Effect of c-myc siRNA on p21 expression in E2-treated MCF-7 cells. Cycling MCF-7 cells were transfected with 100 nM c-myc siRNA (msi) or control siRNA (csi) duplexes, as described under "Experimental Procedures," and then treated with E2. Cells were harvested after 48 h, and proteins were analyzed by Western blotting. Levels of c-Myc, p21, and actin were compared with those seen in untransfected cells treated with ICI or E2. This experiment was repeated twice with similar results.

 
c-Myc Expression Is Deregulated in the Antiestrogen-resistant LCC9 Cell Line—As shown by the above results (Figs. 1 and 2) and others (19, 31), aberrant c-Myc expression promotes proliferation of MCF-7 cells in the presence of ICI, suggesting that it could contribute to antiestrogen resistance.
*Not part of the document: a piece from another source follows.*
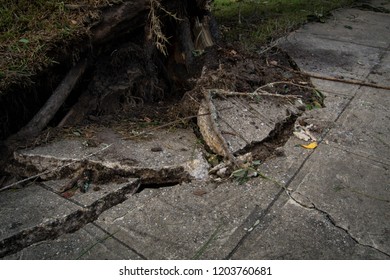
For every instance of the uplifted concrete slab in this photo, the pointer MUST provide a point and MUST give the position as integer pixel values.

To determine whether the regulation of c-Myc expression is altered in cells with acquired antiestrogen resistance, we examined the LCC9 cell line, an ICI-resistant MCF-7 derivative (42).

MCF-7 and LCC9 cells were pretreated with ICI for 48 h and then incubated with medium containing either ICI or E2 and harvested every 24 h for 72 h. As shown in Fig. 5A, c-Myc levels were low in ICI-treated MCF-7 cells and were induced by E2 treatment. In contrast, c-Myc was expressed at similar levels in both E2- and ICI-treated LCC9 cells. pRB is a substrate for G1 CDKs, and hyperphosphorylation of pRB precedes S phase entry (55). Hence, both cyclin A and hyperphosphorylated pRB serve as markers for CDK activity and cell cycle progression. Deregulated c-Myc expression in LCC9 cells correlated with their ability to proliferate in the presence of ICI, as indicated by both pRB hyperphosphorylation and cyclin A expression.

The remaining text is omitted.